Deux décrets publiés en février viennent modifier en profondeur la procédure applicable aux locataires bénéficiaires d’aides au logement. Objectif affiché : protéger davantage les propriétaires tout en encadrant plus strictement les situations d’endettement.
Depuis la période post-Covid et la flambée inflationniste, les impayés de loyers atteignent des niveaux inédits. En 2024, plusieurs réseaux immobiliers ont constaté une augmentation significative des retards de paiement. Chez Orpi, la part des baux concernés avoisinait les 3 %, contre 2 % avant la crise sanitaire. Du côté d’Imodirect, le phénomène s’est révélé encore plus marqué, avec plus de 3,5 % d’impayés, alors qu’ils restaient inférieurs à 1 % auparavant.
Cette évolution ne touche pas uniquement les grands réseaux. De nombreux bailleurs indépendants se retrouvent également confrontés à des situations délicates, parfois longues à résoudre et financièrement lourdes.
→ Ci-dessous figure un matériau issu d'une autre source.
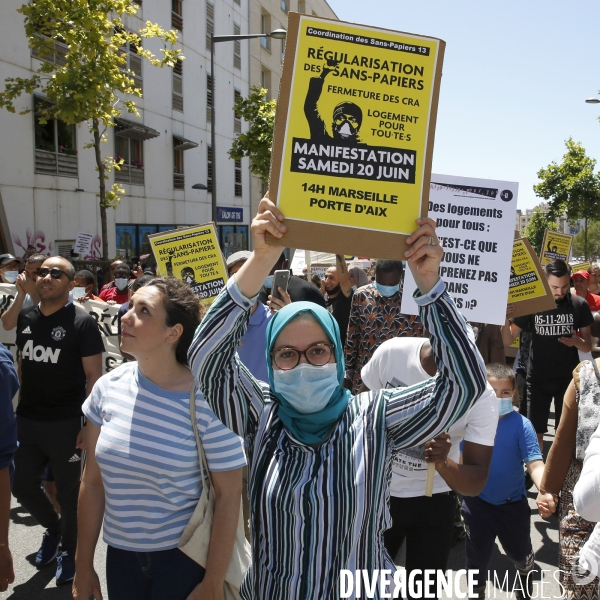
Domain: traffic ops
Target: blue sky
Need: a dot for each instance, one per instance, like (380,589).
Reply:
(516,74)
La loi Kasbarian et ses décrets d’application
Pour répondre à ces tensions, le législateur avait adopté en 2023 la loi dite « antisquat », portée par le député Guillaume Kasbarian. Cette réforme visait déjà à renforcer la protection des propriétaires face aux occupations illicites et aux loyers impayés.
Le 12 février dernier, deux décrets – n° 2026-83 et n° 2026-84 – sont venus préciser son application. Leur entrée en vigueur est prévue au 1er janvier 2027. Ils instaurent un cadre plus strict à l’égard des locataires en situation d’impayé, tout en simplifiant certaines démarches pour les bailleurs.
Une nouvelle définition plus simple de l’impayé

Jusqu’à présent, la qualification d’un impayé reposait sur un calcul relativement complexe. Selon les règles rappelées par la Caisse d’allocations familiales, il fallait que la dette cumulée atteigne deux fois le montant du loyer charges comprises, après déduction des aides au logement. Un mécanisme jugé peu lisible et susceptible de retarder le déclenchement des procédures.